OpenAI released GPT-5.4 on March 5, 2026, and most tutorials treat it like a single model with a few variants. That’s not what you’re getting.

You’re getting three separate products with different behavior, different rate limits, and wildly different costs.

GPT-5.4 Thinking (ChatGPT interface): shows its reasoning upfront, lets you steer mid-response. Costs $20/month on Plus (80 messages per 3 hours) or $200/month on Pro (unlimited). This is what most people mean when they say “GPT-5.4.”

GPT-5.4 standard (API and Codex): no upfront plan, runs leaner. $2.50 per million input tokens, $15-20 per million output. Good for production systems where you control the prompt.

GPT-5.4 Pro (API and Pro subscription): deeper reasoning, 12x the API cost ($30 input / $180 output per million tokens). For problems where the standard model doesn’t nail it.

The weirdest part? The reasoning effort toggle in the API. Set it to none and GPT-5.4 responds instantly with no chain-of-thought. Set it to xhigh and it thinks for minutes before answering. Same model, same API call, completely different behavior.

Most comparison articles pit “GPT-5.4” against Claude or Gemini. They never mention which version of GPT-5.4. Thinking at xhigh reasoning? Standard at medium? It matters more than the model name.

The 272K trap nobody warns you about

Every article celebrates the 1 million token context window. Whole codebases! Entire books! 750,000 words in one prompt!

Here’s what they don’t tell you.

According to OpenAI’s pricing docs, once your input crosses 272,000 tokens, two things happen: the input token rate doubles from $2.50 to $5.00 per million, and your request counts at 2x against usage limits.

So that “1M context window” isn’t a single pricing tier. It’s two tiers with a hidden threshold.

Worse: independent testing from OpenAIToolsHub found retrieval accuracy drops 15-20% for information placed between 800K and 1M tokens compared to content in the first 200K. The “lost in the middle” problem every long-context model has, just pushed further out.

The practical context limit is around 800K tokens, not 1M. And even if you stay under that, anything over 272K costs double and burns through your rate limits twice as fast.

If you’re on ChatGPT Pro and uploading massive codebases, you’ll hit the invisible wall and wonder why your “unlimited” plan feels capped.

Set it up the way that actually works

If you’re on ChatGPT Plus or Pro, you already have access. Open the model picker at the top of the screen, select GPT-5.4 Thinking. Done.

If you don’t see it yet, the rollout is gradual – check back in a day.
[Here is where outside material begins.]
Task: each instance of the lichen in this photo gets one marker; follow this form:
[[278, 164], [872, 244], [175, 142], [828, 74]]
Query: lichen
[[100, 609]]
The Auto setting is smarter than it looks. ChatGPT routes simple queries to GPT-5.3 Instant (fast, cheap) and complex ones to GPT-5.4 Thinking. You don’t pay the reasoning tax on “What’s the weather?” but you get the deep model when you ask it to debug a 500-line function.

Pro tip: Use the thinking-time toggle. Low effort = quick answers at GPT-5.2 speed. High effort = deep analysis that takes 20-30 seconds but catches edge cases the fast mode misses. Most tutorials skip this. It’s the most useful control you have.

For API users, the setup is a single model ID swap. Change gpt-5.2 to gpt-5.4 in your calls. But don’t assume it’s a drop-in replacement.

Two things to adjust:

Reasoning effort defaults. The API parameter reasoning.effort controls how much compute the model spends thinking before responding. Options: none, low, medium, high, xhigh. Test your existing prompts at different levels – you might get the same quality at medium that you were paying xhigh for on GPT-5.2.
Output token budgets. GPT-5.4 is 47% more token-efficient on complex tasks than GPT-5.2 (per OpenAI’s internal benchmarks). Lower your max_completion_tokens and save on output costs. Most prompts that needed 2000 tokens on GPT-5.2 finish in 1000-1200 on GPT-5.4.

One more thing: GPT-5.4 loves bullet lists. It defaults to structured formatting and will nest bullets even when you don’t want them. Add this to your system prompt if you’re using it for prose:

Never use nested bullets. Keep lists flat (single level). If you need hierarchy, split into separate sections.

That’s from OpenAI’s own prompt guidance docs. They know it’s a problem.

Where it actually wins

The benchmarks everyone repeats – 83% on knowledge work, 75% on desktop tasks – are real. But they don’t tell you what the model is good at in practice.

After testing it for two weeks, here’s where GPT-5.4 genuinely beats the competition.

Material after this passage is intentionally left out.